Camilo Martins de Oliveira
Obs: Reposição de texto publicado em 27.10.13 neste blogue.
QUE SOBRE SI NÃO SE ENGANE QUEM AMA… por Camilo Martins de Oliveira
Meu Caro José:
Ao dirigir-me tão familiarmente a si, meu Caro José, lembrei-me das hesitações de Ricardo Reis sobre o modo como tratar Marcenda na primeira carta que lhe escreve. O José resolve-lhe bem o problema: "depois de algumas folhas rasgadas achou-se com o simples nome, por ele nos devíamos tratar todos, nomeai-vos uns aos outros, para isso mesmo o nome nos foi dado e o conservamos". Nomeai-vos uns aos outros convoca esse preceito que diz "amai-vos uns aos outros", e a evocação não é gratuita, muito pouco do que o José escreve é gratuito, nem sequer os pleonasmos de que afirma não gostar mas pelos quais tantas vezes tão bem se exprime.
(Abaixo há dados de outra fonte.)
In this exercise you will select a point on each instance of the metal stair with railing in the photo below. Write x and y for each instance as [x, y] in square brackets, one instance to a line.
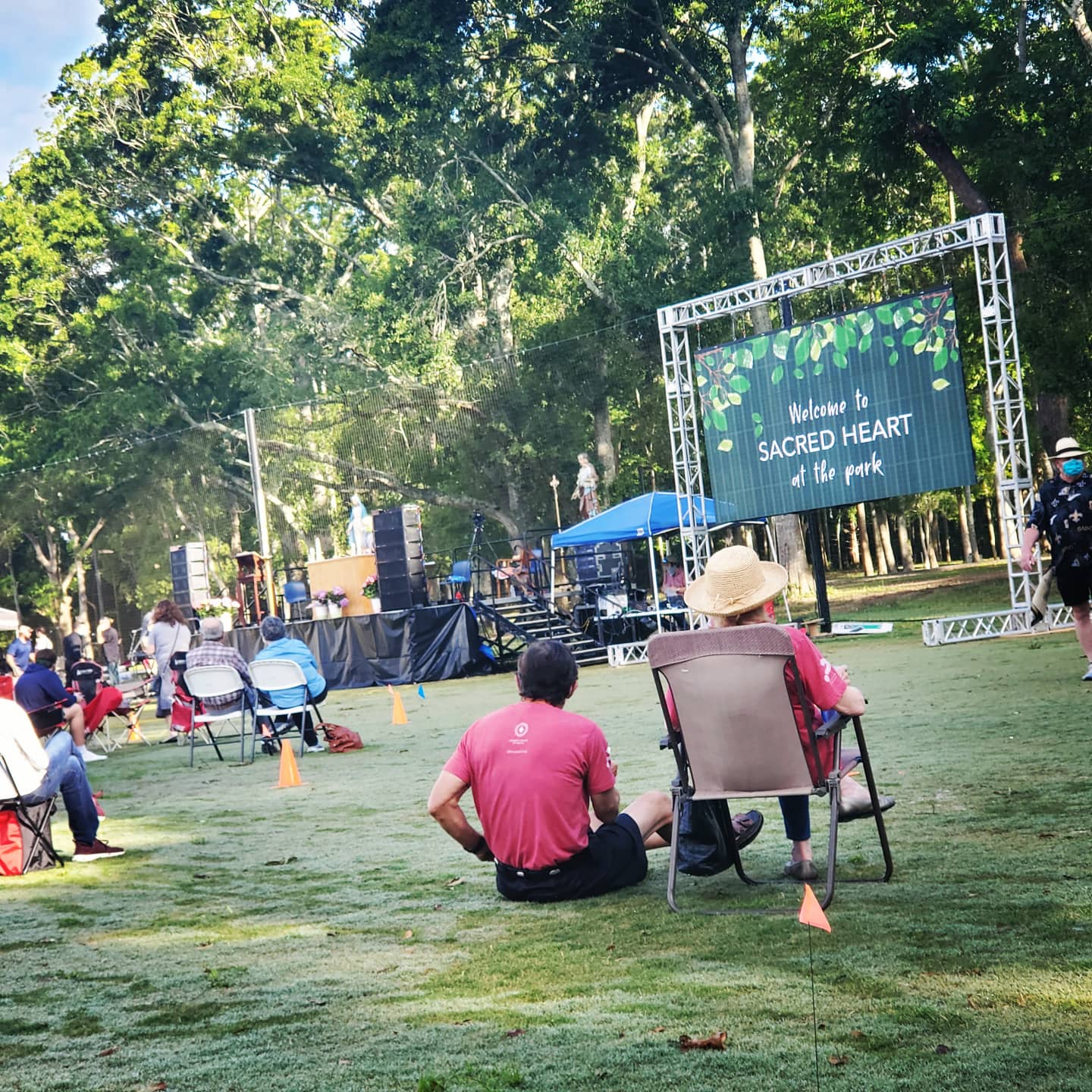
[520, 620]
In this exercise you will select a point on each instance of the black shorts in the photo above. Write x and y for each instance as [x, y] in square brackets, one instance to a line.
[615, 858]
[1074, 585]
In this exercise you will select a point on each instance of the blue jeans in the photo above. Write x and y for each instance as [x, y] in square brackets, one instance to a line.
[67, 774]
[794, 811]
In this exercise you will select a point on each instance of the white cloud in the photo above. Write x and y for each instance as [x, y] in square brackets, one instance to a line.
[39, 37]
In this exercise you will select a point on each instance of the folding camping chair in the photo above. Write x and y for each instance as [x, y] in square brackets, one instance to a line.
[215, 680]
[736, 734]
[272, 675]
[33, 819]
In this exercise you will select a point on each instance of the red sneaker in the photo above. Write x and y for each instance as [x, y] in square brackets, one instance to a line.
[96, 851]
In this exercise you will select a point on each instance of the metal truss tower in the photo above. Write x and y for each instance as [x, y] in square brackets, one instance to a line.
[983, 235]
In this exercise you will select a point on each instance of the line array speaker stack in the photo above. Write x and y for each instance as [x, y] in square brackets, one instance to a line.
[598, 563]
[189, 576]
[400, 558]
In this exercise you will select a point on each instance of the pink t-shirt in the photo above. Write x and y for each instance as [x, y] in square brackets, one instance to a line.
[532, 769]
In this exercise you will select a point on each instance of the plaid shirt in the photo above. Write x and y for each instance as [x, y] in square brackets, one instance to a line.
[215, 653]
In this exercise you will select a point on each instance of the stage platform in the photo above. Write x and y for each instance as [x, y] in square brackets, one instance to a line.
[424, 645]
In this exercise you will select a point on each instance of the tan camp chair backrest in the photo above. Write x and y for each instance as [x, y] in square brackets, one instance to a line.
[734, 712]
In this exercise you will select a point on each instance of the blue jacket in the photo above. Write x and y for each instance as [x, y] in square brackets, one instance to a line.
[290, 648]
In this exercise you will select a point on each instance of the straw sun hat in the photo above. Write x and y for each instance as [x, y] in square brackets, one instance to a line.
[734, 582]
[1068, 448]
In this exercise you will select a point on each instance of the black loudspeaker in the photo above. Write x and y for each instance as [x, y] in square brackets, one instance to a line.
[400, 558]
[189, 576]
[601, 563]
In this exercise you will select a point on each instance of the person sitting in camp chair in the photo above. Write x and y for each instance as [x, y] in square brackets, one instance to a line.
[534, 769]
[99, 701]
[737, 588]
[41, 692]
[42, 768]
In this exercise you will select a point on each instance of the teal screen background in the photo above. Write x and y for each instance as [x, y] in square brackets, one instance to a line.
[856, 406]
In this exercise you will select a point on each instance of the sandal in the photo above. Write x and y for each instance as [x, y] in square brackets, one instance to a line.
[746, 827]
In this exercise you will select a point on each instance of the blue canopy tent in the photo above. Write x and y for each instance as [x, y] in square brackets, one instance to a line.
[645, 516]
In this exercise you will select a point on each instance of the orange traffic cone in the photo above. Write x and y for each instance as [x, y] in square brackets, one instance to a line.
[290, 772]
[399, 712]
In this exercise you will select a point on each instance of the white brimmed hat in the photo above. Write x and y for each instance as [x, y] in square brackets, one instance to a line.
[734, 582]
[1068, 448]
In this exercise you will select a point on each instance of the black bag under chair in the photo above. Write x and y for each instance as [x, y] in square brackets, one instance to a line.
[27, 839]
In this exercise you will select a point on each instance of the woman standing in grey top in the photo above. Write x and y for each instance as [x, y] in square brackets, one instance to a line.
[168, 633]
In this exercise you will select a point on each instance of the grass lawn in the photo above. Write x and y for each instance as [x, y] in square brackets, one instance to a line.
[331, 937]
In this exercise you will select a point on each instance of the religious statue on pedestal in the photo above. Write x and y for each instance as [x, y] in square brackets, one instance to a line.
[588, 482]
[362, 538]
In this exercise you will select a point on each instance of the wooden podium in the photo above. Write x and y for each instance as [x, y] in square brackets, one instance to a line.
[347, 573]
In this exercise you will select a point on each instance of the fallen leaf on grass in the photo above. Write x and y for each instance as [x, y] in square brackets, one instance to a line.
[711, 1043]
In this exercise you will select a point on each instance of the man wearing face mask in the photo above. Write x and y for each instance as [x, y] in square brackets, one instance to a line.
[1064, 513]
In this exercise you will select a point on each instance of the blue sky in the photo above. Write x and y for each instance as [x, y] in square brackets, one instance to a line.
[37, 39]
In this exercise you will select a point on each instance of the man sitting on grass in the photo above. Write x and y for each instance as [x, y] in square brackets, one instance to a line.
[39, 772]
[533, 769]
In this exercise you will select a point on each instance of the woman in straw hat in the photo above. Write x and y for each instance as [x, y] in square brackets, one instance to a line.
[739, 588]
[1062, 513]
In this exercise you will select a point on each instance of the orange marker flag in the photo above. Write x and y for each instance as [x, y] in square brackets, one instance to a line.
[811, 912]
[290, 772]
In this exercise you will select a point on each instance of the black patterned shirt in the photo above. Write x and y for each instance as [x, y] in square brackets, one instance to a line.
[1064, 513]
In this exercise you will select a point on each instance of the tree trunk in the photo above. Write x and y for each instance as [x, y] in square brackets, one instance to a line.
[881, 566]
[14, 585]
[990, 529]
[905, 548]
[923, 541]
[854, 543]
[965, 532]
[81, 598]
[866, 551]
[1052, 412]
[1075, 9]
[885, 522]
[932, 536]
[972, 532]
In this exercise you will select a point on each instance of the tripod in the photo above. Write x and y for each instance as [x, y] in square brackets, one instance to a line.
[481, 570]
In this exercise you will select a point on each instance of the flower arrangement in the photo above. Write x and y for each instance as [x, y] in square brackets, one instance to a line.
[214, 607]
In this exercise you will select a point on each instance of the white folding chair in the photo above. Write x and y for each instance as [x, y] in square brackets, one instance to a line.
[273, 675]
[214, 680]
No que tenho lido de si, há inspirações recorrentes, como se Quem o perseguisse no seu labirinto. O texto bíblico vai aparecendo, há um qualquer som evangélico que em si canta como a sombra que nos acompanha. Volto sempre a "O Ano da Morte de Ricardo Reis", ouço o poeta das "Odes" dizer a Marcenda que, ao médico que ele é e ela quer amigo, pede uma cura, um conselho, um remédio que lhe reanime a inerte mão esquerda: "Já lhe disse que não sou especialista, e a Marcenda, tanto quanto posso julgar, se está doente do coração, também está doente de si mesma, É a primeira vez que mo dizem, Todos nós sofremos duma doença, duma doença básica, digamos assim, esta que é inseparável do que somos e que, duma certa maneira, faz aquilo que somos, se não seria mais exato dizer que cada um de nós é a sua doença, por causa dela somos tão pouco, também por causa dela conseguimos ser tanto..." E quando, cansada de adiamentos, Marcenda lhe confidencia "Já quase não acredito", Ricardo lhe dirá "Defenda o que lhe resta, acreditar será o seu álibi, Para quê, Para manter a esperança, Qual, A esperança, só a esperança, nada mais, chega-se a um ponto em que não há mais nada senão ela, é então que descobrimos que ainda temos tudo." E o visitante Fernando Pessoa que, de vez em quando, regressa da mansão dos mortos para conversar com Reis, explica-lhe assim a diferença entre vivos e mortos: "A diferença é uma só, os vivos ainda têm tempo, mas o mesmo tempo lho vai acabando, para dizerem a palavra, para fazerem o gesto, Que gesto, que palavra, Não sei, morre-se de a não ter dito, morre-se de não o ter feito, é disso que se morre, não de doença, e é por isso que a um morto custa tanto aceitar a sua morte..." Assim também medita a Sophia que há-de regressar para buscar os instantes que não viveu junto do mar, na sua homenagem a Ricardo Reis:
"Não creias, Lídia,que nenhum estio Por nós perdido possa regressar Oferecendo a flor Que adiámos colher. Cada dia te é dado uma só vez E no redondo círculo da noite Não existe piedade Para aquele que hesita. Mais tarde será tarde e já é tarde. O tempo apaga tudo menos esse Longo indelével rasto Que o não-vivido deixa. Não creias na demora em que te medes. Jamais se detém Kronos cujo passo Vai sempre mais à frente Do que o teu próprio passo."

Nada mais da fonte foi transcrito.